I’ve been getting myself screwed for nothing; with their puny cocks, these wretches could give neither of those gratifications. If they had the cock for it, they lacked the necessary rhythm. What’s to be done if, in her case, one ability does not exist without the other. They can reach neither her body nor her soul. They could never get it up enough to screw her properly or, who knows what and why, something was always off. They stayed too far away or pushed themselves too close and left her no room to feel, but feel what. Because of her mortality and licentiousness, then, she had thrown away her soul’s opportunities.
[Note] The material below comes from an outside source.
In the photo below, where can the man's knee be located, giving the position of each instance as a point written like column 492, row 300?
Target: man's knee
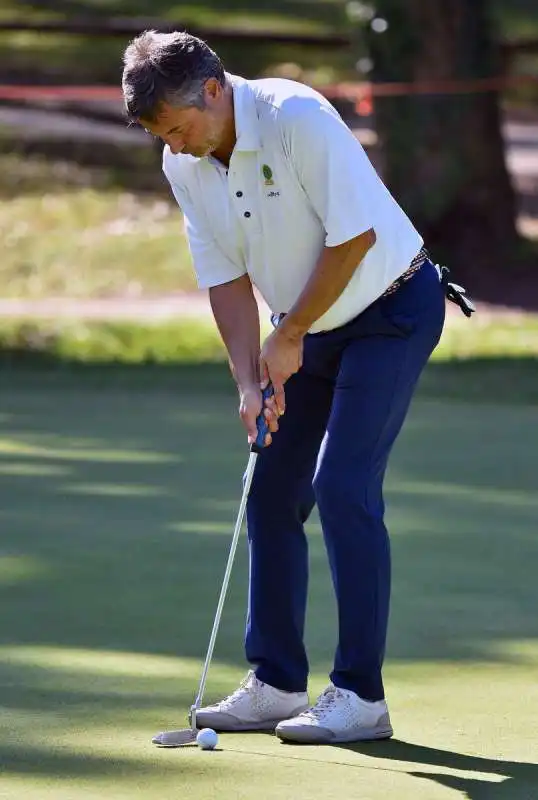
column 344, row 491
She’s been wandering soullessly in this earthly existence, but this too is but a psalm.

Because this one too will be only a dumb little technician in her life; they try hard, they pant, they hope to make every effort, which is why they shove, push, chew, and lick so desperately and so fast.

The moment they stop, their things droop; men become miserable because of me.

With his beautiful body, he works very nicely for me though he’s completely soulless toward me, as I am to him. I don’t love him, that’s the truth, I just needed to chalk up one of these well-educated men. She saw her fate before her; the terrible ditch opened up like this, like a wound. To this day, she knew exactly where the ditch ran between the reapers. Only the big boys could jump across it, in the spring, when the ice began to melt and the ditch filled with water. She couldn’t jump across it, but she thought nothing of getting into a fight with them. You weren’t careful with your clothes, were you, you snot-nose, you little shit, you useless thing, you, who will buy you clothes now, you barren creature. From the very beginning she had to give up things because she not only had been born a girl but was a foundling. Children can jump that far only if they get their milk every morning and without the sweet cream taken off the top beforehand, and if they also get potato noodles. She understood that the Bizsók boys had to have the cream so that their noodles would grow better, but who decided that she shouldn’t be a boy but a foundling, this she did not understand. Mrs. Bizsók made the decision. She understood that girls did not have to grow as much as boys because girls didn’t have noodles between their legs. Mrs. Bizsók beat her soundly when she got her dress wet in the ditch. She’d done something wrong, spoiled something again. But Mrs. Bizsók always had some cream, so why didn’t she have one between her legs, and why wasn’t she more understanding toward her. You knew I forbade you to jump across, but you went ahead and tried just the same. I always ruin things because I don’t understand what I have to give up. A foundling should behave herself, lie low. You can’t have anything to demand of us, not even before the law, little girl. And a female child should be especially obedient. You should be glad I’m teaching you, you useless thing, you. Who will slap your face, you little shit, or spank your butt if not your foster mother. And she always talks back to me, this state orphan here.